Offense Abysmal in Kings 3-1 Loss to Colorado
Matt Greene (presumbly) wonders when this offensive slump will ever end. (photo courtesy of NHL.com)
The Kings fell to the visiting Colorado Avalanche by a score of 3-1. J.S. Giguere stopped twenty-five of the twenty-six shots he faced and Peter Mueller had the go-ahead goal in just his fifth game back from a career-threatening concussion. It was his third goal of the season after two earlier in the week. Mueller had previously been sidelined since 4/4/2010.
In the losing effort, birthday boy Jonathan Quick was not bad, but clearly frustrated after being dealt his twenty-first loss of the season. The goaltender drew a slashing penalty late in the third period which led to the final Colorado tally and the then insurmountable two-goal deficit. The Kings have scored two goals or fewer (including overtime and shootouts) in all but one of Quick’s losses on the year.
The offensive slump continued for the Kings in a big way and that was clearly evident during the team’s first period of play. After recording three shots on goal in the first five minutes, they went without one for next twelve minutes.

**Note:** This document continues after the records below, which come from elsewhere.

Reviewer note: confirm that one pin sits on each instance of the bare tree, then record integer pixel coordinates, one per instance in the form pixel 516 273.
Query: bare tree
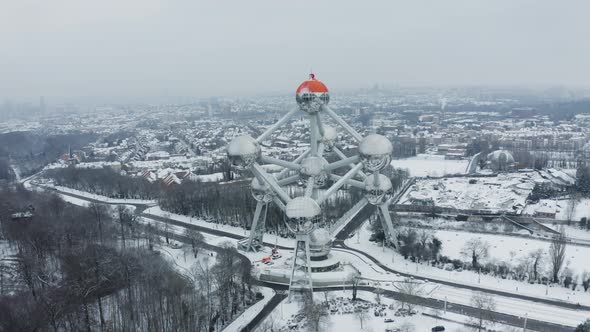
pixel 476 249
pixel 571 208
pixel 557 253
pixel 537 258
pixel 196 239
pixel 485 305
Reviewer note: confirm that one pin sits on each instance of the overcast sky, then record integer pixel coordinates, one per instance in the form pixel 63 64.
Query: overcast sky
pixel 135 48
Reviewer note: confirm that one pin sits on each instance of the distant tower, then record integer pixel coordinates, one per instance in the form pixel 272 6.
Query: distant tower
pixel 42 104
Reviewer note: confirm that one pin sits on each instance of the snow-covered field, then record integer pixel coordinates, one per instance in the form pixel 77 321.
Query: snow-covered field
pixel 431 165
pixel 283 316
pixel 157 211
pixel 510 249
pixel 395 261
pixel 561 208
pixel 103 198
pixel 491 193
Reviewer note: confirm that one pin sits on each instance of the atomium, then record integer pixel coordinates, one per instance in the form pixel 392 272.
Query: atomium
pixel 322 179
pixel 261 191
pixel 302 214
pixel 311 95
pixel 375 151
pixel 329 138
pixel 320 243
pixel 242 152
pixel 377 192
pixel 314 167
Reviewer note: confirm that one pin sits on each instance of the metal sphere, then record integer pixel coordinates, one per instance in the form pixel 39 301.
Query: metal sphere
pixel 377 193
pixel 314 167
pixel 311 95
pixel 261 191
pixel 302 214
pixel 329 138
pixel 320 243
pixel 375 151
pixel 243 151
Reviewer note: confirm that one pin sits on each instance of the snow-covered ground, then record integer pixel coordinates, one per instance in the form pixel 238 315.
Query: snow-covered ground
pixel 503 192
pixel 283 316
pixel 251 312
pixel 510 249
pixel 431 165
pixel 157 211
pixel 561 208
pixel 103 198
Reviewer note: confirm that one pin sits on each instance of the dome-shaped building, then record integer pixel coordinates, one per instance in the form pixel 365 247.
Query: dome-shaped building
pixel 500 161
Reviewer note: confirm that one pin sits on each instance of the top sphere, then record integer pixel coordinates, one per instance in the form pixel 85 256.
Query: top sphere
pixel 311 95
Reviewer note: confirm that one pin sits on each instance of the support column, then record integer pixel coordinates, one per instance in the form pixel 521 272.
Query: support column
pixel 300 281
pixel 254 242
pixel 390 233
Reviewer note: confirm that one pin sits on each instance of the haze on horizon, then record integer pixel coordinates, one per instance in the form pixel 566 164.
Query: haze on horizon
pixel 146 48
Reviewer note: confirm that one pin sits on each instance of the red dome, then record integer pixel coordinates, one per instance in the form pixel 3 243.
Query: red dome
pixel 312 85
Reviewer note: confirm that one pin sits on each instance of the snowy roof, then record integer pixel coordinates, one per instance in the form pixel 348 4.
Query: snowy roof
pixel 375 145
pixel 320 237
pixel 302 207
pixel 330 133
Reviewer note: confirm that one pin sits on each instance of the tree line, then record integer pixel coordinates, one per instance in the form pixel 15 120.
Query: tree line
pixel 94 269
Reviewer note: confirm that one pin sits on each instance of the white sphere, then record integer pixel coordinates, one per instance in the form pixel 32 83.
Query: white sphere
pixel 329 138
pixel 302 213
pixel 375 151
pixel 261 191
pixel 377 193
pixel 243 151
pixel 315 167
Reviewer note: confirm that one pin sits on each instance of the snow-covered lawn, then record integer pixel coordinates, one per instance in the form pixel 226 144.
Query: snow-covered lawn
pixel 561 208
pixel 103 198
pixel 491 193
pixel 283 316
pixel 431 165
pixel 157 211
pixel 251 312
pixel 395 261
pixel 510 249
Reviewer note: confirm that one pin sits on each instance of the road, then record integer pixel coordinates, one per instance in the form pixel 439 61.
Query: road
pixel 350 229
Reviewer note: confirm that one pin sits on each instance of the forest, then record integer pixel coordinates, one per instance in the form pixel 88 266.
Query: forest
pixel 69 268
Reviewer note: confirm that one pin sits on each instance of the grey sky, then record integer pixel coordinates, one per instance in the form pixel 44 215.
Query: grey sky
pixel 223 47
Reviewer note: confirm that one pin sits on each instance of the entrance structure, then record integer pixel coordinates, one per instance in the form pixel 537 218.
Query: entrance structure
pixel 304 213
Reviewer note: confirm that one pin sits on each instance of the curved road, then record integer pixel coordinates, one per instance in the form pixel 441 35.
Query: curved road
pixel 350 228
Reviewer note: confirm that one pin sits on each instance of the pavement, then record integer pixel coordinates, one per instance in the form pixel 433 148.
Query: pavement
pixel 345 233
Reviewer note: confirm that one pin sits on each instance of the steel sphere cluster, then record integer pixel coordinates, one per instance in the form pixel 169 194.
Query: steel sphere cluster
pixel 311 95
pixel 302 214
pixel 375 151
pixel 314 167
pixel 243 151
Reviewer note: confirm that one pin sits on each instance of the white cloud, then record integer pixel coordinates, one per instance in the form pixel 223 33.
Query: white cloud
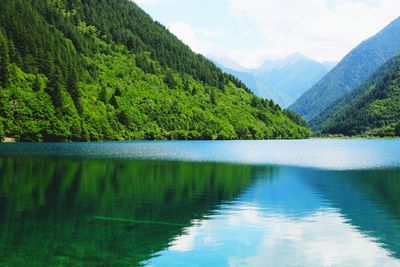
pixel 150 2
pixel 325 30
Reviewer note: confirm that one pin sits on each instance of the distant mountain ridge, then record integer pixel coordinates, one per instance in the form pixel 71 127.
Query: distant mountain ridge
pixel 372 109
pixel 357 66
pixel 256 85
pixel 282 80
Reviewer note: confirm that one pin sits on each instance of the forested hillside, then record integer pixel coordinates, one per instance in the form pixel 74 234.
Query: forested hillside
pixel 373 109
pixel 104 70
pixel 355 68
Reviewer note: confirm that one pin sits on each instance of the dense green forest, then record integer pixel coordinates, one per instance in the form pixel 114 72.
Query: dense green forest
pixel 79 70
pixel 353 70
pixel 371 110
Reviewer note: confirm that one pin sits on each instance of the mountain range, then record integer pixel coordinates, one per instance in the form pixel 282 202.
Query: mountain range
pixel 354 69
pixel 282 80
pixel 372 109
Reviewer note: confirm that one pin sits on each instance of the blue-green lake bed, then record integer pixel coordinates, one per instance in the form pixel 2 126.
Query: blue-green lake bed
pixel 318 202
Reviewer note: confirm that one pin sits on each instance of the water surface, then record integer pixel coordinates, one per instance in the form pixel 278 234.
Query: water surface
pixel 243 203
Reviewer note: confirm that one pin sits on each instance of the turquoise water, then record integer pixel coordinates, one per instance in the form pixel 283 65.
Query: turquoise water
pixel 229 203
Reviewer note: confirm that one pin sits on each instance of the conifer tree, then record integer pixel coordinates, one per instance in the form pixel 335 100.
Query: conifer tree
pixel 4 60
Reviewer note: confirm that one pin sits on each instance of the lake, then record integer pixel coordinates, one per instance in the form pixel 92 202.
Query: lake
pixel 320 202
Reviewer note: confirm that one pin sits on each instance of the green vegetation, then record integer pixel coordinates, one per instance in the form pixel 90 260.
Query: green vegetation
pixel 371 110
pixel 353 70
pixel 79 70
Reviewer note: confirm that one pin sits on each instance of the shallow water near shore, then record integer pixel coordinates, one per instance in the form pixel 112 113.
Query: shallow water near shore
pixel 201 203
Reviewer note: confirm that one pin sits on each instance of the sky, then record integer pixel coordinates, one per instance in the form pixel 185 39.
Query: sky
pixel 251 31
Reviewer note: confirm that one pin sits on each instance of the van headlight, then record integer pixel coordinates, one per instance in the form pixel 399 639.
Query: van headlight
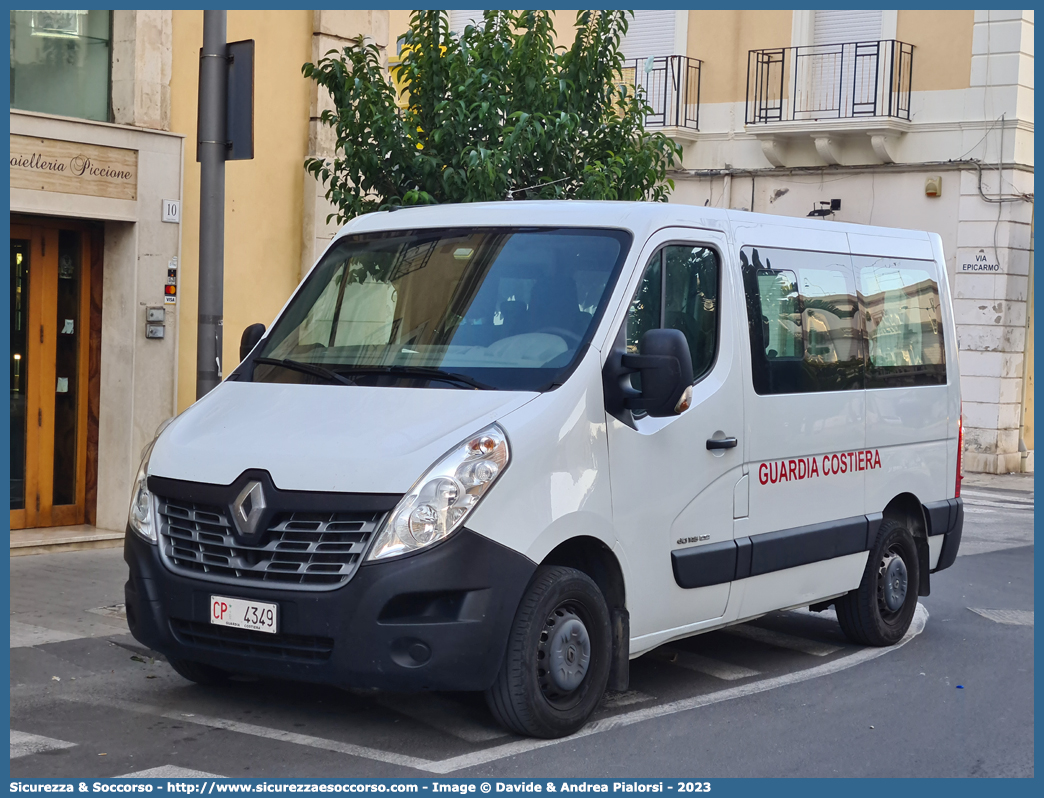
pixel 441 499
pixel 140 516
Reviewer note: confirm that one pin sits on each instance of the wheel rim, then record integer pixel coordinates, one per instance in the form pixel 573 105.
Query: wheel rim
pixel 563 656
pixel 892 584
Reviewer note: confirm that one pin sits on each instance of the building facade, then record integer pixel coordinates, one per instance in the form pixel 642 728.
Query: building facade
pixel 918 119
pixel 104 223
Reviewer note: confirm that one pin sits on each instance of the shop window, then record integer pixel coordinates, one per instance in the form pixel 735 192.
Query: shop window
pixel 61 63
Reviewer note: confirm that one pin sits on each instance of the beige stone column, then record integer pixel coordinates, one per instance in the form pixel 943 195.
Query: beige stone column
pixel 142 49
pixel 332 30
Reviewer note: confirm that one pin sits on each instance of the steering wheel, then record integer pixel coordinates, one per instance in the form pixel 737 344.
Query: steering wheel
pixel 562 332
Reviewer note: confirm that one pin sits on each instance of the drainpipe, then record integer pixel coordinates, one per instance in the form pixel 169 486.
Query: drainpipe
pixel 212 149
pixel 1025 360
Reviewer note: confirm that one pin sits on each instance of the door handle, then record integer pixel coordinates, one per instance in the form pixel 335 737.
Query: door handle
pixel 720 443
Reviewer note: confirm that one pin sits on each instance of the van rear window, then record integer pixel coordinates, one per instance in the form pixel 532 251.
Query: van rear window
pixel 833 322
pixel 904 326
pixel 804 320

The Kings were outshot 10-0 in those twelve minutes.
The second period began with the same amount of enthusiasm and push from the home team, as they didn’t get another shot on goal until Anze Kopitar’s goal 5:26 into the frame. The Kings’ leading scorer parked himself in front of the net as a Dustin Brown shot from the point bounced off Giguere’s right pad and onto Kopitar’s stick for the easy finish. Prior to that tally however, the Kings saw an entire twenty minutes of game-play go by without recording a single shot on net. No word on what sort of dubious record the home team had been chasing with that effort.
However, the lone goal served as the Kings’ only highlight of the evening. They were outshot overall by a count of 31-26, although it was never really that close at all. They were outplayed, out-hustled and flat out beat in almost every single facet of the game.
It was another ugly showing at home. For as often as they find themselves on the winning side of the stat sheet, the Staples Center has presented its own number of problems and currently serves as a venue that has grown accustomed to seeing less than inspired play on a nightly basis.
The loss dropped the Kings to a point behind Pacific division-leading San Jose, although they have played four less games than this Los Angeles squad. The offense still stakes its claim as worst in the league, a figure that had seemingly been on the rise during the first few games under Darryl Sutter but has been nothing but sputtering as of late. They’ve scored a total of 107 goals on the season, five behind the Columbus and the New York Islanders, two teams who are very nearly the worst in their respective conference. For what it’s worth, they have allowed 110 goals, which marks a goals scored vs. allowed differential of -3. Of the sixteen teams currently in playoff contention, only Colorado and New Jersey have a worse figure.